Like so many other businesses, in March 2020 RBC Wealth Management–U.S. embarked on the enormous task of sending 5,000 employees home to work remotely for “just a few weeks” to slow the spread of COVID-19. Even though we had strong business continuity plans, there were many decisions that had to be made in the moment. Five days before I was scheduled to leave on a spring-break vacation, our CEO asked me to form a task force to make this transition. A small team worked around the clock from our boardroom to make plans for our U.S. employees to work from home. It was in these early days of the pandemic that my leadership voice took shape.
While I did not have the expertise to craft the messages, ready the technology, or navigate the regulatory impacts, I did have the ability to lead the team. I found the group of experts benefited from a solid, central leader who pulled the team together to ensure we were all working on the same evolving objectives, providing in-the-moment approvals, and ensuring new team members were brought in when gaps were identified. I did sneak away with my family for that vacation, but worked out of the rental home pretty much 24/7 to continue leading the team.
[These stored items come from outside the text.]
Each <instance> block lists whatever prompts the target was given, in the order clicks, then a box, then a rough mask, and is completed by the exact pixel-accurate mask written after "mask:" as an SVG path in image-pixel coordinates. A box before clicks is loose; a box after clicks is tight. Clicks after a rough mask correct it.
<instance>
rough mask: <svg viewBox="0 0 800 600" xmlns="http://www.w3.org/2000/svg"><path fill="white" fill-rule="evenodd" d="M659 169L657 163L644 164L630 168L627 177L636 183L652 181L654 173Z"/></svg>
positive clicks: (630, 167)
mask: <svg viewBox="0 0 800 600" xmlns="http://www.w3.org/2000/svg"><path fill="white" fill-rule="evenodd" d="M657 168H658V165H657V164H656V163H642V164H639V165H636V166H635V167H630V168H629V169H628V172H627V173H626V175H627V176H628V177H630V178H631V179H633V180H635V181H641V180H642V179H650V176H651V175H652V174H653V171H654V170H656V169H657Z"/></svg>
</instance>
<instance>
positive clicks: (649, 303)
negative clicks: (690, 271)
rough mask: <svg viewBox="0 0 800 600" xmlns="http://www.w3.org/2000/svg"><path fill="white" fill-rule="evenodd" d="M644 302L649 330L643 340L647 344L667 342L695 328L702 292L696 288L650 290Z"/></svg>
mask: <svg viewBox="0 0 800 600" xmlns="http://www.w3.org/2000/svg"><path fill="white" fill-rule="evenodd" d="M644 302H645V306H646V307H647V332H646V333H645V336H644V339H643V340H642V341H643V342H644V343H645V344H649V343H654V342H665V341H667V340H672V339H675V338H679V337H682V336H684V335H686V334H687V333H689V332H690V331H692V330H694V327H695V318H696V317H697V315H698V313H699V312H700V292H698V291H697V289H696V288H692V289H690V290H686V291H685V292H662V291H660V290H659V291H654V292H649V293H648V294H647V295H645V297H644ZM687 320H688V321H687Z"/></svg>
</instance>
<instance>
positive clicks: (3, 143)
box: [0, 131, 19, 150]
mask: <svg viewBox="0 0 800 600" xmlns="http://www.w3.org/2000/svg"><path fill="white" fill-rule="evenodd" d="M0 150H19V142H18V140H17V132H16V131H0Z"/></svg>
Of course, those “few weeks” turned into almost two years in which I led the COVID-19 task force through sending colleagues home, enabling sustainable remote work, fostering remote engagement and community, and thankfully, bringing people back to the workplace. In summer 2020, my leadership was recognized when I was promoted to chief administrative officer of RBC Wealth Management–U.S.
Another opportunity to strengthen my voice came through leading the design and build of our new U.S. headquarters in Minneapolis. In early 2019, a small team of very talented people was formed to design our 310,000 square feet in the new RBC Gateway building. Together we set out to design the footprint of our 10 floors, determining which teams should sit next to each other, décor, food vendors, conference center design, future-forward technology, and much more.
Even before the pandemic’s work-from-home model, we were building a workplace that would be ready for the future, with unassigned yet reservable desks, mobility-enabling technology, and other future-minded concepts. Then the pandemic sent most of our colleagues home, and we refined our plans to support the evolving workplace world. This spring, we welcomed 1,600 colleagues back to work in our new office. This was the project of my career, and I’m so thankful for the contributions of so many people that made RBC Gateway a reality.
So what is my voice? It recognizes those around me, it makes sure we have fun, and it provides a central point to ensure the team has what it needs to continue to move forward.
2 Comments on "Tammy Buchert"
This is an excellent example of authentic, servant leadership! My dad always told us girls, “there will always be adversity to deal with. Your true character comes through in times of adversity – so decide now what you want that character to be.” Reading your story and how you found your voice speaks volumes for your character- well done!
Great essay Tammy! And, great job on both fronts— managing through the pandemic and building our the Gateway! It’s an incredible space! Happy holidays— perhaps you’ll be able to get some real downtime!!!